Again, the Religious Right came by its beliefs the old fashioned way: by believing in God. If progressives think they can find some shortcut—if they think they can enlist Christianity to their cause just to “own the cons”—they’re in for a rude awakening.

But the Left, having been cut off from the fount of true faith for half a century, can’t possibly understand that. I don’t doubt the sincerity of Ms. Brooks’ personal convictions, but even she can only frame this would-be revival in terms of “lasting material change.” Not only is the reason for this Religious Left political; its aims are political. By her own admission, it’s not a matter of allowing one’s politics to be informed by authentic belief in ancient creeds; it’s about baptizing the same old Democratic agenda. Imagine Hillary Clinton, but in a black preaching robe rather than a white pantsuit, and you’re most of the way there.

Now, I’m no Religious Rightist myself. They’re too beholden to the gospel of laissez-faire capitalism, to the dogmata of market fundamentalism. I’m a distributist: given the choice between Big Business and Big Government, I choose “C”: none of the above. A tyrant is a tyrant, whatever kind of suit he wears—pinstriped or Mao.

But at least they understand that charity isn’t merely a matter of achieving “lasting material change.” It’s not a matter of how we can most efficiently redistribute goods from the haves to the have-nots, or even the have-littles.

If that was the case, then surely Our Lord would’ve praised the rich men who gave large sums out of their abundance—not the widow, who gave two small coins out of her poverty.
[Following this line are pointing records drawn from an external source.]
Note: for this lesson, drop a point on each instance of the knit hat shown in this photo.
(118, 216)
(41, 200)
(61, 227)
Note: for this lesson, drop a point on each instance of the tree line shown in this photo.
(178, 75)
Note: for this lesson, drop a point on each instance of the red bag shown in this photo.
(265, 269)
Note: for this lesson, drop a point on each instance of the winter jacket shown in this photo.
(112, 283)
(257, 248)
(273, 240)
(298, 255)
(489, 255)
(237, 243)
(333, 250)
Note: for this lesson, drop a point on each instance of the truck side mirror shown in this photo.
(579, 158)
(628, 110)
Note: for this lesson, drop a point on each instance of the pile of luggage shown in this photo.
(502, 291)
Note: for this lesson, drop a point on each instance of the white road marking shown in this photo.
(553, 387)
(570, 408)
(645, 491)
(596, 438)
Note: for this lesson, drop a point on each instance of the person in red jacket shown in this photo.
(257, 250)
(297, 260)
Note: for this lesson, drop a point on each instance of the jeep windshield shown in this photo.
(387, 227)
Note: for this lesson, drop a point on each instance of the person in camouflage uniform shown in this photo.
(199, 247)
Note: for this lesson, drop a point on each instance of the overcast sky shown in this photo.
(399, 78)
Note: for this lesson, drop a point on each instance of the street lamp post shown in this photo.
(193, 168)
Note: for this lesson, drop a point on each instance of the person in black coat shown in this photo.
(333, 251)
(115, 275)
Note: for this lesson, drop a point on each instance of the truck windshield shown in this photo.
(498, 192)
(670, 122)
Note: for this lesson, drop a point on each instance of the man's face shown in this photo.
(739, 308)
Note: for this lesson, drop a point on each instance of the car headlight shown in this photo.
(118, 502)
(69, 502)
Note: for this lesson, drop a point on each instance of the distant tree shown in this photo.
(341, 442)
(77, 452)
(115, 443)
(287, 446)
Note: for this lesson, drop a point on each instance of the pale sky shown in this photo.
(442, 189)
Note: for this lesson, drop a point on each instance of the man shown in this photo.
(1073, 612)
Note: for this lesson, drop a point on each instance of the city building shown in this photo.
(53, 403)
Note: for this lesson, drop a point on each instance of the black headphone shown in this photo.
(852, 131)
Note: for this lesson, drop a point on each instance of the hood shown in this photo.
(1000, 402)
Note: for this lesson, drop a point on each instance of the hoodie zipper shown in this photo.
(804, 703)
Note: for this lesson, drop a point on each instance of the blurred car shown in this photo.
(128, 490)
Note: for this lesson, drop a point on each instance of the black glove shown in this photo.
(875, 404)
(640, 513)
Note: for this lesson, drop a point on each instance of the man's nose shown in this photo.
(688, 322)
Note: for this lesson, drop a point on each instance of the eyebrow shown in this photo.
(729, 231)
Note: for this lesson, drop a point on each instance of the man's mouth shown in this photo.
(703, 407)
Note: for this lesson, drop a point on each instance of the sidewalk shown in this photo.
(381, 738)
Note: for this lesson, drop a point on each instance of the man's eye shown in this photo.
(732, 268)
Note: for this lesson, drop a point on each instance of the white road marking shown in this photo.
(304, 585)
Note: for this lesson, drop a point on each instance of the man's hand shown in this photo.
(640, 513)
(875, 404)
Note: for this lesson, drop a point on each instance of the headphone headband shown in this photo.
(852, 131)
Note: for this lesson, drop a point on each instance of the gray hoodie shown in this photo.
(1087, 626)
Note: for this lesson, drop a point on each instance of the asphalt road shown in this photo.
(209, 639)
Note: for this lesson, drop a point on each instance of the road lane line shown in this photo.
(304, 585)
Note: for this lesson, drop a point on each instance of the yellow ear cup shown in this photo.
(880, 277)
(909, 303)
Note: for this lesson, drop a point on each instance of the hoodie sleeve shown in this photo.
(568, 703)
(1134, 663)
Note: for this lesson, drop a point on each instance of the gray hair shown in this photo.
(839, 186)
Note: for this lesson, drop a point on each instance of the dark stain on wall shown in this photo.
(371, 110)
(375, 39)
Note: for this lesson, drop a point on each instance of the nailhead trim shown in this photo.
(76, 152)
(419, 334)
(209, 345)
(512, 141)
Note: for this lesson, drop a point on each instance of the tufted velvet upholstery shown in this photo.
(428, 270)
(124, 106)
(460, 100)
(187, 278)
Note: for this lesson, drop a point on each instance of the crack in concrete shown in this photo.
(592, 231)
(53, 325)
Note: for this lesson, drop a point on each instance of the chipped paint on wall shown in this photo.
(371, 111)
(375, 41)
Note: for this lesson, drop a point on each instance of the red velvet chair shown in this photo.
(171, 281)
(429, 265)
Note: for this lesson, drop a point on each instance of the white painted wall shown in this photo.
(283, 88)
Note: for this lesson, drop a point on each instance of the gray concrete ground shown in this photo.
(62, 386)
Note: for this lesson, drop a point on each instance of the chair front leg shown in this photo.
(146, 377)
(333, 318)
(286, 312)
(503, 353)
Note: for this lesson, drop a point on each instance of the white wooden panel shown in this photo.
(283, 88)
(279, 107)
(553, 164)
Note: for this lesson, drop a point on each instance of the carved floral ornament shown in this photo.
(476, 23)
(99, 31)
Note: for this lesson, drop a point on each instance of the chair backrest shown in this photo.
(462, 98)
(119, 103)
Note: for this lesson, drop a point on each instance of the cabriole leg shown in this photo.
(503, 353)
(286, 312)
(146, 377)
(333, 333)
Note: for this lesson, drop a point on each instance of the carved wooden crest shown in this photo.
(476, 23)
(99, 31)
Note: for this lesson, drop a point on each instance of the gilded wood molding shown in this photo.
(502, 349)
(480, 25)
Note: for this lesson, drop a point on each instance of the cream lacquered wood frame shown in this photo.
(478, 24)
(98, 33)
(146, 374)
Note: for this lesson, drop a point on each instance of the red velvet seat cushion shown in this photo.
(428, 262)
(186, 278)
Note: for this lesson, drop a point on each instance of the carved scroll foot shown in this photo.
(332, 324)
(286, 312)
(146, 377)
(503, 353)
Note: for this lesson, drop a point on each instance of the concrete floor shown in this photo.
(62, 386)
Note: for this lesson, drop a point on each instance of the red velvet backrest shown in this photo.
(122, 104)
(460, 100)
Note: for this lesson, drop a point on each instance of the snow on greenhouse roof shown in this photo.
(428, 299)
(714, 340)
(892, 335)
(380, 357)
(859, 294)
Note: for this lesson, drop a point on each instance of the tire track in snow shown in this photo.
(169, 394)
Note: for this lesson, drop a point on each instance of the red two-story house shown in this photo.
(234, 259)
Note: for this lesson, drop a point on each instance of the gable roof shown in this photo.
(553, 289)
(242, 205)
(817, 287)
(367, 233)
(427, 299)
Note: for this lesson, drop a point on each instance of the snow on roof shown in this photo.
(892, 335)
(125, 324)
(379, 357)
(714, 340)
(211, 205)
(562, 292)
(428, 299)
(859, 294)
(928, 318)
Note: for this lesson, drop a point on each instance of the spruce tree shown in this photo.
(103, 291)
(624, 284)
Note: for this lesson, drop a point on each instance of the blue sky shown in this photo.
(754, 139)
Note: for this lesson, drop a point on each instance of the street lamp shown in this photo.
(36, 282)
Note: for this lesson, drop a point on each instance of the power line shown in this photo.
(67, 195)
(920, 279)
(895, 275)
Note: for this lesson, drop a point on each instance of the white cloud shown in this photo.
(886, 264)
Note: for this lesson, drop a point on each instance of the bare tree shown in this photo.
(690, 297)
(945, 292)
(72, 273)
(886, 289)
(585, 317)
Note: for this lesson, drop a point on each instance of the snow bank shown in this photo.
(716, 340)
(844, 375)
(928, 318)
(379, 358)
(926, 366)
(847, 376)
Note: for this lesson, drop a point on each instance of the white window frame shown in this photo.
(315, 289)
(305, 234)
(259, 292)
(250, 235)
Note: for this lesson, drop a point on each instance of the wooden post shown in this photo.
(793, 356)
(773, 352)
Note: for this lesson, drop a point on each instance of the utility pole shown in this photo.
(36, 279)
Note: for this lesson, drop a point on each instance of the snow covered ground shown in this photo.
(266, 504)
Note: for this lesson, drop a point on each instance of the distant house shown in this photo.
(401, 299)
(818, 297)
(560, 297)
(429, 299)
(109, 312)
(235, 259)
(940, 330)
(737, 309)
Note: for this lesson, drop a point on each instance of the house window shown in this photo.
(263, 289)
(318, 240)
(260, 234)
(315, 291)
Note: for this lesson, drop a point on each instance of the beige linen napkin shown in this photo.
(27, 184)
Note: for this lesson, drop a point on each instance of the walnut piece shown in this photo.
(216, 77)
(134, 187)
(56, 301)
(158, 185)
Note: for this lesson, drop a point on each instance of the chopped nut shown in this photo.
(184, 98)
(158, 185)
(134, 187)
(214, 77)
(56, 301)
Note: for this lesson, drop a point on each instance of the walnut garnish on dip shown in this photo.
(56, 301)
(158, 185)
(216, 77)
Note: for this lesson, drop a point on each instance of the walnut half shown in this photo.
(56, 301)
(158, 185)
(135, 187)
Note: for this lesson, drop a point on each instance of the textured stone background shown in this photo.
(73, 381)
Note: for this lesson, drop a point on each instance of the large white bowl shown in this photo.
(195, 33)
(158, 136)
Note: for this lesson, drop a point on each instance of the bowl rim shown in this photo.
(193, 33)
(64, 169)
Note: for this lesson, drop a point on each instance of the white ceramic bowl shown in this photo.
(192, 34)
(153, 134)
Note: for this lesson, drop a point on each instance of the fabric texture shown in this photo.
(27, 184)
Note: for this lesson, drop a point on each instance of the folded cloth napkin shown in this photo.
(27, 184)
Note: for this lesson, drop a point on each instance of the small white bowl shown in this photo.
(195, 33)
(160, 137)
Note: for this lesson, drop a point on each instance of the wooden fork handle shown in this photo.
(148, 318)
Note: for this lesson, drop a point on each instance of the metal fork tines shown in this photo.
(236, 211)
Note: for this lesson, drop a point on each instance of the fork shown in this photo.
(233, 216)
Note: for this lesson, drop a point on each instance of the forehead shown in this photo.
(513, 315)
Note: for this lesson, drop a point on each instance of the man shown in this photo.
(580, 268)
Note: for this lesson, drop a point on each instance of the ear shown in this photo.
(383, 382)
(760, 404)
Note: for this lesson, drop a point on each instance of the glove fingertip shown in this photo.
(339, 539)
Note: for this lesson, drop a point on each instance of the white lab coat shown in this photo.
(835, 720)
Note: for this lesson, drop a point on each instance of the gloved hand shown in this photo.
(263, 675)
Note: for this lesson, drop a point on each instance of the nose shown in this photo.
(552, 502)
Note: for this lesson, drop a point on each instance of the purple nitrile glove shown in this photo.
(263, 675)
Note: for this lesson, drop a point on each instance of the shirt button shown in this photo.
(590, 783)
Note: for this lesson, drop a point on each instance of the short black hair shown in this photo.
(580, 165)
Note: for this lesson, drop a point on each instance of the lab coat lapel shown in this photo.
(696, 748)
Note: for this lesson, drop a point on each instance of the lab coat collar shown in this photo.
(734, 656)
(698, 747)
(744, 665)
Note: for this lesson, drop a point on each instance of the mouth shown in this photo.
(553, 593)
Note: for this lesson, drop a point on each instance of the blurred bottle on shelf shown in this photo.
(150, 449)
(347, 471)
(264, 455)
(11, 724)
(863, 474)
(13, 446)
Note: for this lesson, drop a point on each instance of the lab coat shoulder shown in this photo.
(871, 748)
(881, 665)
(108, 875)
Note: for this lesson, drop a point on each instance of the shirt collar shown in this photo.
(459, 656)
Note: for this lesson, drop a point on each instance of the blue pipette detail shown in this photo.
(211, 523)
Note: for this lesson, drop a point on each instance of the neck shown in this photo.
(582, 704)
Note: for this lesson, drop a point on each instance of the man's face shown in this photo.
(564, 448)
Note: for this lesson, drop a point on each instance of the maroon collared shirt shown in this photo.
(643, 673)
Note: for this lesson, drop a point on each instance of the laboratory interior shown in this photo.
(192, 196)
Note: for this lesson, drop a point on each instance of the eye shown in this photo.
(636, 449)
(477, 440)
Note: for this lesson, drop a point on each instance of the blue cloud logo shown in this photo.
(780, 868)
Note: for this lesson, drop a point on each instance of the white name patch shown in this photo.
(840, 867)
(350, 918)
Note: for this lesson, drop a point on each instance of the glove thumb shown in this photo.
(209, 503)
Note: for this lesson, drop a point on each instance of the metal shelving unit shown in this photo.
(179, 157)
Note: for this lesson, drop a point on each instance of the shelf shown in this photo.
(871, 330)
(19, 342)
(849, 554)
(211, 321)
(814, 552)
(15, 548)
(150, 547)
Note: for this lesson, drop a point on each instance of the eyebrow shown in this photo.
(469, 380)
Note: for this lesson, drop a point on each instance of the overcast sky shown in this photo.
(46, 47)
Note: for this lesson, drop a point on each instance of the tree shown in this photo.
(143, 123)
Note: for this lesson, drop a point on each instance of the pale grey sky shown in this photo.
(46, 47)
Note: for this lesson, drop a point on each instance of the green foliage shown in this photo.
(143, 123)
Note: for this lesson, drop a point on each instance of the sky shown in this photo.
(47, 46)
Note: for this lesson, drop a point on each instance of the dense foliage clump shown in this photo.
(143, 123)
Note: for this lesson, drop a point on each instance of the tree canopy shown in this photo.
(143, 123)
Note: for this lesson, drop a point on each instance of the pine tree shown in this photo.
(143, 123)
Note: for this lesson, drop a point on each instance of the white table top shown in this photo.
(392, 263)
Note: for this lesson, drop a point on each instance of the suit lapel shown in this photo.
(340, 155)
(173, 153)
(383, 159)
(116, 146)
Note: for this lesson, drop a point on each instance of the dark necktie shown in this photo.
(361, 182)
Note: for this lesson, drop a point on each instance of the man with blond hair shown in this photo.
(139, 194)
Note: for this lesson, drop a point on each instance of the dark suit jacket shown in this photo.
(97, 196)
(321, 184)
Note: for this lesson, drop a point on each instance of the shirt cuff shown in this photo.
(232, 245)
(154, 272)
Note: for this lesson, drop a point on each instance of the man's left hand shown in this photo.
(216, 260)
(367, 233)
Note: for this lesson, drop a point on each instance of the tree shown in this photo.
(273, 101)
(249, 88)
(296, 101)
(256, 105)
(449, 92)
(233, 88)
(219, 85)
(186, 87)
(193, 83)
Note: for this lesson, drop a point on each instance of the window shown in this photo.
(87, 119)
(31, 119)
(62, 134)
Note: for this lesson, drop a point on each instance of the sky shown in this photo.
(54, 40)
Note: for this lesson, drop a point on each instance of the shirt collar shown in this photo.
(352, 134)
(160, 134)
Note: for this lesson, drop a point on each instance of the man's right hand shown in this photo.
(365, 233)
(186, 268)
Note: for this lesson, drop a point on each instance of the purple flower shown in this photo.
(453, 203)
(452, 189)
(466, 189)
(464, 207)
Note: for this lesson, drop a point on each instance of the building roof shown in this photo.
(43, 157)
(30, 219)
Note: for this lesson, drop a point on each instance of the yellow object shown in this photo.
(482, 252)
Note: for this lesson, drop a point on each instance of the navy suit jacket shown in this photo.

Surely, when he said, “The poor you will always have with you,” he would have added, “until you can work out a more just economic system that more evenly distributes goods and services across social strata.” And surely He would have joined His disciples in criticizing Mary Magdalene for anointing His head with that upmarket perfume. “Why this waste?” Judas cried. “For this ointment might have been sold for a large sum and given to the poor.” “Right you are, Judas,” Our Lord might’ve tutted. “And do I even dare ask if that alabaster jar is ethically sourced?”

The truth is that charity is principally for our own good. To give of oneself is good in itself, regardless of its social impact. If I give $10 to a homeless man, I may very well earn more merit than a billionaire who bankrolls an entire homeless shelter.

This is just one example, and perhaps it’s a small one. But it goes some way towards explaining why the idea of a “Religious Left” will never take off. Mayor Pete, John Podesta, and their comrades want to remake Christianity in their own image, yet Christians have always believed that our purpose in life is to remake ourselves in the image of Christ. We’re the Imago Dei—the “image of God,” made in His own likeness.

That’s where all the old-fangled moralizing comes in. In the Scriptures and Traditions of the Church, we find that God has left us clear guidelines on how to better imitate His Son. That means being chaste as well as charitable. It means respecting the dignity of minorities, including that most vulnerable minority, children in the womb. It means standing up for the victims of consumer capitalism, even if they’re white—not calling them “deplorable” and dismissing their grievances as mere racism.

The Christian agenda isn’t “progressive” in the modern sense of the term. It isn’t even conservative; it’s positively reactionary. If the would-be Religious Left are too beholden to these paltry labels to embrace the faith in its fullness, then so much the worse for them. Our Lord had strong words for the lukewarm.